The approval of Ivacaftor for clinical use in CF patients with gating mutations has been a major breakthrough, demonstrating that the development of etiological cures is an achievable goal. Nonetheless, it appears clear that the clinical utility of Ivacaftor is limited to a small fraction of ~10% of CF patients, meaning that the largest segment of the CF population still awaits an etiological cure. Unfortunately, the most common CFTR mutant, F508del-CFTR is afflicted by a multifaceted defect that complicates drug discovery, likely because no single drug is able to accomplish the complete rescue of this mutant by a multipronged action. CFTR is at the center of an intricate network of regulatory systems, thus constituting the pivot of a wider landscape that amply transcends the mono-molecular vision of disease etiology. Strategies aiming at targeting the cellular environment perturbed by the CFTR defect have emerged. To date, these strategies are still considered alternative, and somehow antinomic, to CFTR modulators (correctors and potentiators) that are designed to specifically interact with the defective CFTR protein. However, accumulating evidence clearly indicates that targeting major systems of cellular proteostasis, including autophagy, the phosphoproteome and the chaperone machinery, can improve traffic and PM stability of F508del-CFTR in preclinical models and in patients. Thus, these apparently incompatible strategies may actually be complementary. Indeed, it can be hoped that variable combinations of CFTR modulators and proteostasis regulators will configure the authentic etiological CF therapy that can be adapted to each individual patient’s needs. Future will tell whether such an etiological procedure for CF management will entail the expected reduction of symptomatic treatments, ultimately reducing the cost of CF treatment.

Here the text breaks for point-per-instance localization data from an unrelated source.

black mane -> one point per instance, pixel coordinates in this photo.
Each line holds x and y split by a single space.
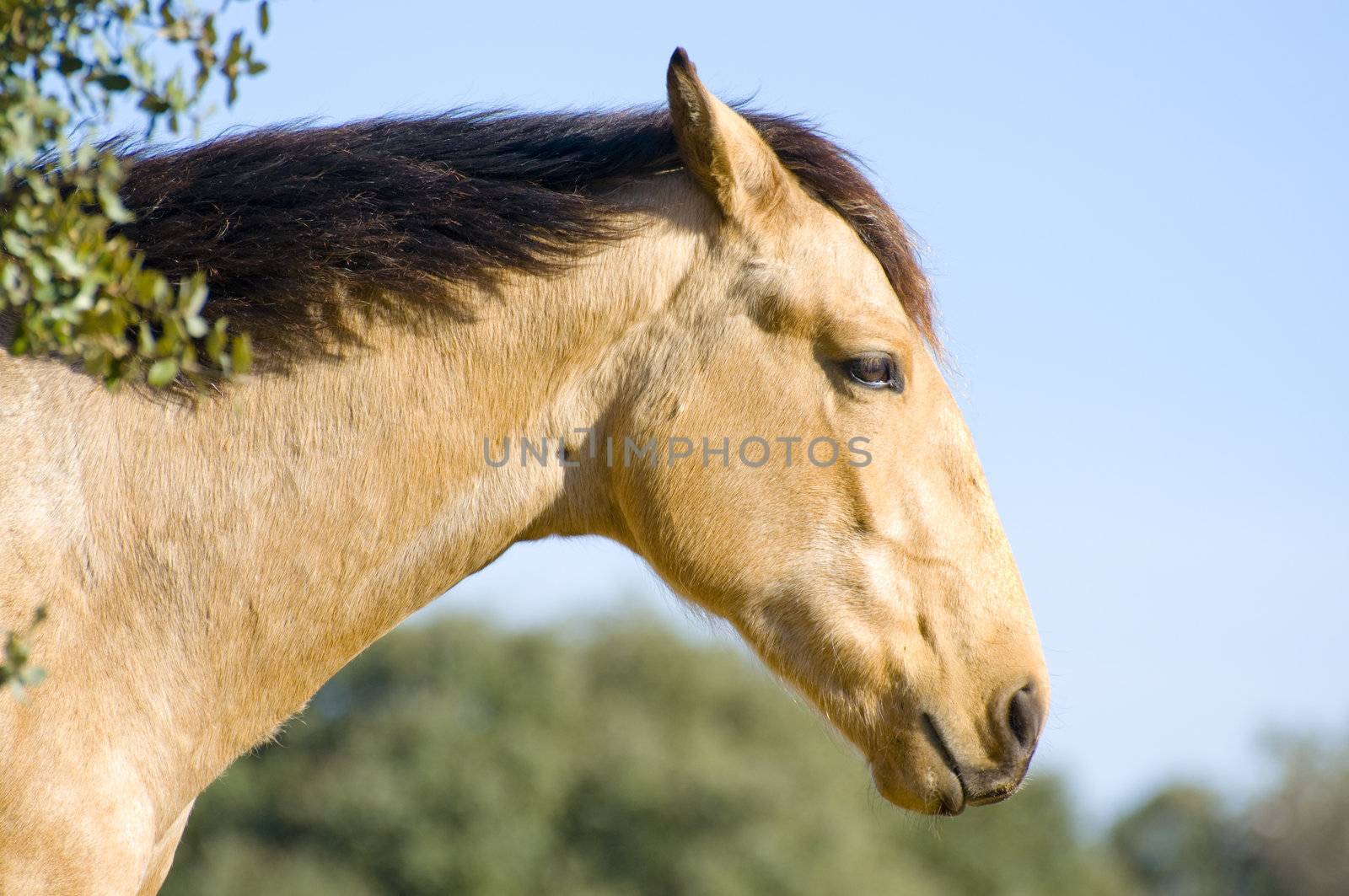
289 220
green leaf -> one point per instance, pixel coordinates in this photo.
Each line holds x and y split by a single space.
114 83
162 372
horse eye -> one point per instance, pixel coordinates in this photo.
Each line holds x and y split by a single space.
874 372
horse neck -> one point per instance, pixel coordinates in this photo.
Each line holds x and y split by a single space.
235 554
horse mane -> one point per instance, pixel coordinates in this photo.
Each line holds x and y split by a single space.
288 222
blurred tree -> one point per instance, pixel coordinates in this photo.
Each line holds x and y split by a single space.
1184 842
455 759
71 287
1301 828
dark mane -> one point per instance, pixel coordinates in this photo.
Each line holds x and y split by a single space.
287 222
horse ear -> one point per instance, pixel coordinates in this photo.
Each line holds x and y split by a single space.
718 146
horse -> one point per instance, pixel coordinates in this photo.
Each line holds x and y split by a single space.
708 330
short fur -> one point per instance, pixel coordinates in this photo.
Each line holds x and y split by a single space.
209 564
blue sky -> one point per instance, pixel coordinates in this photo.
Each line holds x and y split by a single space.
1137 219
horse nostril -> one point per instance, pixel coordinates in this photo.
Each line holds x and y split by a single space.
1024 716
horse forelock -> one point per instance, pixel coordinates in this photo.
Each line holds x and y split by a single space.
290 222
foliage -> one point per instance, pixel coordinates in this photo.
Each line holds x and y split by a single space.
455 759
76 287
17 668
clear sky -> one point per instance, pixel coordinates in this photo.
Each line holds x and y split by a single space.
1137 226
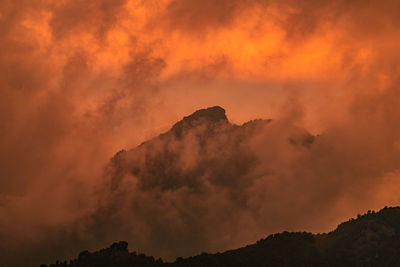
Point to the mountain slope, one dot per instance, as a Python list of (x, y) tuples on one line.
[(370, 240)]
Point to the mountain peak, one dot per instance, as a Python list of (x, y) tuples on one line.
[(211, 115)]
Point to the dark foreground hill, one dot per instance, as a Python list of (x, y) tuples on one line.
[(372, 239)]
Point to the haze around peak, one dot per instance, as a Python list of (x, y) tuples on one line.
[(81, 80)]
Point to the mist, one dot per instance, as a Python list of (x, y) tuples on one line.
[(82, 80)]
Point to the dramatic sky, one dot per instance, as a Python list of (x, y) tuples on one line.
[(83, 79)]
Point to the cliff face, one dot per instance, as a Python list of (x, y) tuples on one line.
[(370, 240), (198, 186)]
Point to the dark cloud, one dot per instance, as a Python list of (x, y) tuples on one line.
[(81, 80)]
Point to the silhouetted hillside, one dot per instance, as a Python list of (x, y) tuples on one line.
[(372, 239)]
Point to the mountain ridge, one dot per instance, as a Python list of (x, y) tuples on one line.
[(372, 239)]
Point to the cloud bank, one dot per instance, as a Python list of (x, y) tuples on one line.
[(81, 80)]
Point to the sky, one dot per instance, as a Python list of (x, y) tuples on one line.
[(82, 79)]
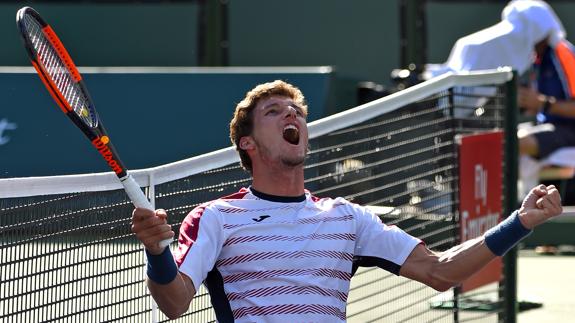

Beyond the obvious challenge to discover drugs (or drug combinations) that have an optimal effect on representative cell types afflicted by the F508del-CFTR mutation, it will be of the utmost importance to define an effective path leading from preclinical discovery to clinical implementation. Thus, a major conundrum in CF is the high individual variability in the response rate—even for patients sharing the same CFTR mutation—which obviously complicates the analysis of pooled data in clinical trials and increases the risk of failures in drug development. We believe that appropriate biomarkers will influence the decisions whether a given patient should be included in, and stay on, a trial, thereby improving the chances of successful CF drug development. Such biomarkers might include short-term cultures of patient-derived cells (such as respiratory epithelial cells or blood monocytes), followed by biochemical and functional measurements that directly assess CFTR expression and activity, respectively. Such measurements could be done on cells that are treated with the candidate drug in vitro (before the inclusion of the patient in the trial) or have been exposed to such drugs in vivo (after initiation of the trial, to evaluate their potential response). Alternatively, CFTR function may be directly measured in vivo, for instance by using the diagnostic sweat test. This biomarker-based procedure may lead to a more sophisticated patient stratification, beyond mere CFTR genotyping, thus improving the design of clinical trials and in fine truly personalizing CF therapy.